Buddhistic emancipation is from the rigid bonds of family as well as from caste. Any family having four sons must devote one to a monastic life. This demands the renunciation of all personal wishes and longings—all desires, all pride, and anger, and stubbornness; then the devotee reaches Nirvana and all will and consciousness have sunk into the rest and quiet of non-existence, and are purified of all finitude and special existence. In Nirvana ceases all change—no more beginning and ending—no more birth and death—perfect rest.

In the catechism of Chinese Buddhism there are ten duties prescribed: (1) Slay no living being; (2) steal not; (3) be chaste; (4) speak nothing wrong; (5) drink nothing intoxicating—these are also found in primitive Buddhism—another five duties are added relating to external rules of the order: (6) Do not perfume the hair on the top of the head, nor paint the body; (7) do not listen to songs nor attend the theater; (8) do not sit or lie on a large cushion or pillow; (9) do not eat except at meal-time; (10) do not own gold or silver, or anything of value as private property. The ideal is that of mendicancy—pious beggary.

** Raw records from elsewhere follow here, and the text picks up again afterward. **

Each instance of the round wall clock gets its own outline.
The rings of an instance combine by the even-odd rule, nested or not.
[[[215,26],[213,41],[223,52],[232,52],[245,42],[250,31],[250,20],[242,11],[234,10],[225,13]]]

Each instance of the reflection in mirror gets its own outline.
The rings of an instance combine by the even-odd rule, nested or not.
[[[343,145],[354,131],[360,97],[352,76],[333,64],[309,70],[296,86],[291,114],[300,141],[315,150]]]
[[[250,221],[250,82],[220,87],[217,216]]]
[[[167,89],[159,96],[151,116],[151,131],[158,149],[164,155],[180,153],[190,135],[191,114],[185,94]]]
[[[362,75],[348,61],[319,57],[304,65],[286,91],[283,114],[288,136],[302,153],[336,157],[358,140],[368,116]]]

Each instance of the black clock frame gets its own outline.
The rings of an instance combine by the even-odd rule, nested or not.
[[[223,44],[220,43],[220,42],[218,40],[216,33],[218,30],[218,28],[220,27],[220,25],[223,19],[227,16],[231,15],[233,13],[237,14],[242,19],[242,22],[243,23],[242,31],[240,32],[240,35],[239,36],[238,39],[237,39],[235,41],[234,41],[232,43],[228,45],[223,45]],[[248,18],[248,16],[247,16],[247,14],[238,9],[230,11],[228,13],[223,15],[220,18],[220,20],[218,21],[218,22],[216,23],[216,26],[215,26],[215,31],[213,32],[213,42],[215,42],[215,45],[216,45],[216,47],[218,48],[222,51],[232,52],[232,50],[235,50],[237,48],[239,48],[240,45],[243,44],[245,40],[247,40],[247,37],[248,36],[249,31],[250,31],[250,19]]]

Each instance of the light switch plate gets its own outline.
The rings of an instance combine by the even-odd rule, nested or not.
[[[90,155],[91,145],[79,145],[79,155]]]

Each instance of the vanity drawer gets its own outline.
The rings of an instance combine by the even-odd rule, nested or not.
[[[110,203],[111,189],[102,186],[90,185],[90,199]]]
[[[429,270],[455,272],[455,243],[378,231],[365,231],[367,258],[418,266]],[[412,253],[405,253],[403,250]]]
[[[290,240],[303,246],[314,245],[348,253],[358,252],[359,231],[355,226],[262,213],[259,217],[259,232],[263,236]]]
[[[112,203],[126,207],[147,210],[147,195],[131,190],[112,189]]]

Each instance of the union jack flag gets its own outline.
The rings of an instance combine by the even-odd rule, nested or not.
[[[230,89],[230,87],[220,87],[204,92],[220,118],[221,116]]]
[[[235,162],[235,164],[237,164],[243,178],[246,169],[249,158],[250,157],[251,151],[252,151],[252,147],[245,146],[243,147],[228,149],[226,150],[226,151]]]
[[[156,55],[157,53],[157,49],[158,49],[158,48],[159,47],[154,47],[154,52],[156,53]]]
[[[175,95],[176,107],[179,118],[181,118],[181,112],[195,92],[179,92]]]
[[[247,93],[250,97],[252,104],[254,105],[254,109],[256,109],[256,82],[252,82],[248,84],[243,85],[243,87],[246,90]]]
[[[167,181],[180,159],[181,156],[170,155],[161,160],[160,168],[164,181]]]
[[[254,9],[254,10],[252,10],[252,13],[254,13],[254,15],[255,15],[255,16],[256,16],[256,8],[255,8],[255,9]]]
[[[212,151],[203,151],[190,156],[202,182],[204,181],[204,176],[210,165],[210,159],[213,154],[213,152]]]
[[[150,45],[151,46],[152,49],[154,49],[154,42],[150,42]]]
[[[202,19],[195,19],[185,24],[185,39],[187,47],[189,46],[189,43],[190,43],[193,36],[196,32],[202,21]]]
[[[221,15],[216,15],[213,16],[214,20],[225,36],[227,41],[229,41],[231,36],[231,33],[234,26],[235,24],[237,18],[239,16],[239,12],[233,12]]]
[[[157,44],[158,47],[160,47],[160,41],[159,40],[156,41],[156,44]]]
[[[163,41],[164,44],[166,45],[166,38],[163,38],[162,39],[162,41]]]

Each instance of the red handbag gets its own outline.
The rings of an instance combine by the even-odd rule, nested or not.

Its ideal of the divine is no higher than that of India. God is conceived, not as a personal being having consciousness and will and love (our Christian conception), but rather as a being above personality and consciousness (the Hindoo conception). Hence the Buddhist still strives for the annihilation or extinction of his conscious individuality, just as the Indian devotee, but without those frightful penances, and without cruel laws of caste.

We can not commend the views of those who find in Buddhism, as portrayed in the “Light of Asia,” a doctrine almost or quite equal to Christianity. To us it seems to be infinitely below Christianity. Its conception of God and of God’s creation is just the opposite of the Christian conception, for in Christianity we believe God to be a personal being, who reveals himself in nature and man, and even becomes human in his Son, and dies on a cross out of love for the human race. Man can grow forever into the image of God, realizing that image in his will, his love, his intellect, because God is all there in an infinite degree, while to the Buddhist God is none of these but a being who is the negative of nature and of man too. Hence the education of Brahminism and Buddhism is based on an idea radically opposed to our own.